Hot hands refers to the idea that a player who has scored a basket (therefore, has "hot hands") is more likely to score the next basket.
It is suggested that this is a fallacy because apparently scoring is considered a random event (as far as I understand it). It is the equivalent of flipping coins. And just as when you flip coins, you might get three heads in a row by chance, the same applies to scoring in basketball. So players probably remember those sequences when they scores several baskets in a row and think it had something to do with them.
Now I can not shake the feeling that this explanation is incomplete. Let me compare scoring with my efforts to learn probability on my own, which I have been doing for a while.

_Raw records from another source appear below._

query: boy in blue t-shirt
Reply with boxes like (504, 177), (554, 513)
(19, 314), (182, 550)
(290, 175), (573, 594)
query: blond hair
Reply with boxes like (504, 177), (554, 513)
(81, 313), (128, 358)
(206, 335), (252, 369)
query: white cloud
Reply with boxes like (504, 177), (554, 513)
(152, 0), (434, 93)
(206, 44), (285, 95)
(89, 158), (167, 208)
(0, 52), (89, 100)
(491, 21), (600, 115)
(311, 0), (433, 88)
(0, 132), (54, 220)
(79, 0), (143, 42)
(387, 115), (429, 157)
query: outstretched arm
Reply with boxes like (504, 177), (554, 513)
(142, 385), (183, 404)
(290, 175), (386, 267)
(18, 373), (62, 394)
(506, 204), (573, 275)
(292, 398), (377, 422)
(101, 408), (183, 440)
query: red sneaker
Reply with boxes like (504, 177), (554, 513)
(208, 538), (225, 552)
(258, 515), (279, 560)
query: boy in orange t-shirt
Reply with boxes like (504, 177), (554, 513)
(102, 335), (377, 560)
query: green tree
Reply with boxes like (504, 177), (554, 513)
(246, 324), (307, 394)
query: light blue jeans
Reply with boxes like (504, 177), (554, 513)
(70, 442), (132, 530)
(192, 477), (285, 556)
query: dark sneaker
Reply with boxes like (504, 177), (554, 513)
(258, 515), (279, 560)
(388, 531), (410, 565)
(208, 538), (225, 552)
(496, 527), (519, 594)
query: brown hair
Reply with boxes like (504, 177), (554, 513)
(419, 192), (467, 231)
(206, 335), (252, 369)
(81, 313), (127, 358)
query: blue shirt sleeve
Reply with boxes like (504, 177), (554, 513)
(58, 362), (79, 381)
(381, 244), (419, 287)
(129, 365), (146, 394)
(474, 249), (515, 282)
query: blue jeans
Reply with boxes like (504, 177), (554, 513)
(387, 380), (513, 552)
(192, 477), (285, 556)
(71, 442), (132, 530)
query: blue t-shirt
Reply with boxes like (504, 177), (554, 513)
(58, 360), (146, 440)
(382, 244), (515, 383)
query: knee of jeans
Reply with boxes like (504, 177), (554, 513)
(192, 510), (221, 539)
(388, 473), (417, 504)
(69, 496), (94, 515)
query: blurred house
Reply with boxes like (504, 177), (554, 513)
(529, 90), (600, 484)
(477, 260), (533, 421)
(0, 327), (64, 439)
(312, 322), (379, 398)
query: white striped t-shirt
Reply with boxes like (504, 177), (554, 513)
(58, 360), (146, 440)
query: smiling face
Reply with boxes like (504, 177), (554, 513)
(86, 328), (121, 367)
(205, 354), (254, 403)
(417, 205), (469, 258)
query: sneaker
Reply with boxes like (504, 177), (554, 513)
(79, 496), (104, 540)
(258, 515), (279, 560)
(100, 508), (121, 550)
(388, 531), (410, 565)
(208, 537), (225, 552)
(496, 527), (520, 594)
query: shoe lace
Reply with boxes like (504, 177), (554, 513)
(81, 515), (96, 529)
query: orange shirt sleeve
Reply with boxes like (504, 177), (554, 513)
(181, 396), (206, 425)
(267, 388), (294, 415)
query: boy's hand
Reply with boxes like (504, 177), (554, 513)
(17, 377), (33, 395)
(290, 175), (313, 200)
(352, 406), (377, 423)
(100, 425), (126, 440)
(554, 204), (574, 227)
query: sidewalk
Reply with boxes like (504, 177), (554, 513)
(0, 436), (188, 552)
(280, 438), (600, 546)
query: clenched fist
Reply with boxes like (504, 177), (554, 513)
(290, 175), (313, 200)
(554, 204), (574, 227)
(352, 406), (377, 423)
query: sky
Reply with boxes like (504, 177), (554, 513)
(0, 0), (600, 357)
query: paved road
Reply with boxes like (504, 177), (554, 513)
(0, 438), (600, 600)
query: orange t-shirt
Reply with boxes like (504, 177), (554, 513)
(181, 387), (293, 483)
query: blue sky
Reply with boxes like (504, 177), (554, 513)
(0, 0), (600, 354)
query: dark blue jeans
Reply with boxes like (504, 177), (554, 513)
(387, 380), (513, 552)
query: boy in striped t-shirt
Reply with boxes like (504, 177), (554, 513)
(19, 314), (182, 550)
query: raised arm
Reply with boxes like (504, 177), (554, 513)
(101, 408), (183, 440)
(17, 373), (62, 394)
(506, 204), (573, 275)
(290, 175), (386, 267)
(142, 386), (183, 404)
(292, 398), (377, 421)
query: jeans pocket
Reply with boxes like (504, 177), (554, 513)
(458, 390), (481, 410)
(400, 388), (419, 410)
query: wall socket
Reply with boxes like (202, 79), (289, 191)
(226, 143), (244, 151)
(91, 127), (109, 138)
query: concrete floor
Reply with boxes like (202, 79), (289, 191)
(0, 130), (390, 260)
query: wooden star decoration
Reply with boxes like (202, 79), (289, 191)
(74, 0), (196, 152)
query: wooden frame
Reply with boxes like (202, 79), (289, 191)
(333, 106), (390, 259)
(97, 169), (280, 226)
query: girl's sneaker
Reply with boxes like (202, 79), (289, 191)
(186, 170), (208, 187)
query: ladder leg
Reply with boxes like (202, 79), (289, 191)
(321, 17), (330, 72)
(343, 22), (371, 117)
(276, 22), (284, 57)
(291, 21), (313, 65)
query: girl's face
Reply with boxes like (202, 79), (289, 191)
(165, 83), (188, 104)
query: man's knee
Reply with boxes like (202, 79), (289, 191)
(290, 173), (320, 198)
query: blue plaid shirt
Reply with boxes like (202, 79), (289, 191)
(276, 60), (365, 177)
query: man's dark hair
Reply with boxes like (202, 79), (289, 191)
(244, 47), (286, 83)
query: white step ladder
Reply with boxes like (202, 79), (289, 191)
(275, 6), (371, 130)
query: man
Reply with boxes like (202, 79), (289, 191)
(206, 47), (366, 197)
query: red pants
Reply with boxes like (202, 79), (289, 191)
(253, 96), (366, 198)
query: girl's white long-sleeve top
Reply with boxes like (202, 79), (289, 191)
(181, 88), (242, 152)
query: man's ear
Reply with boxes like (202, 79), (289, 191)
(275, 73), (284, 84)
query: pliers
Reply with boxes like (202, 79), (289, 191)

When I get some question right, I become more energized and confident, and am more likely to work on the following question because I feel more hopeful that I will figure it out.
But when I try several probability questions and get them all wrong, I am quite unlikely to try my best on the next one. I have sometimes later returned to questions that I had failed at, noting that they were quite easy but that earlier I had simply lost the will to put in any effort.
Anyhow, so to go back to the basketball example, why is each shot is assumed to be completely independent of the previous shots. Why doesn't a player's effort or confidence level is irrelevant? I can imagine hot hands applying to someone blindingly throwing the ball and once in a while getting lucky, but the same thing applies to professional players even? Yes, the ball has no memory but the person throwing the ball does. No?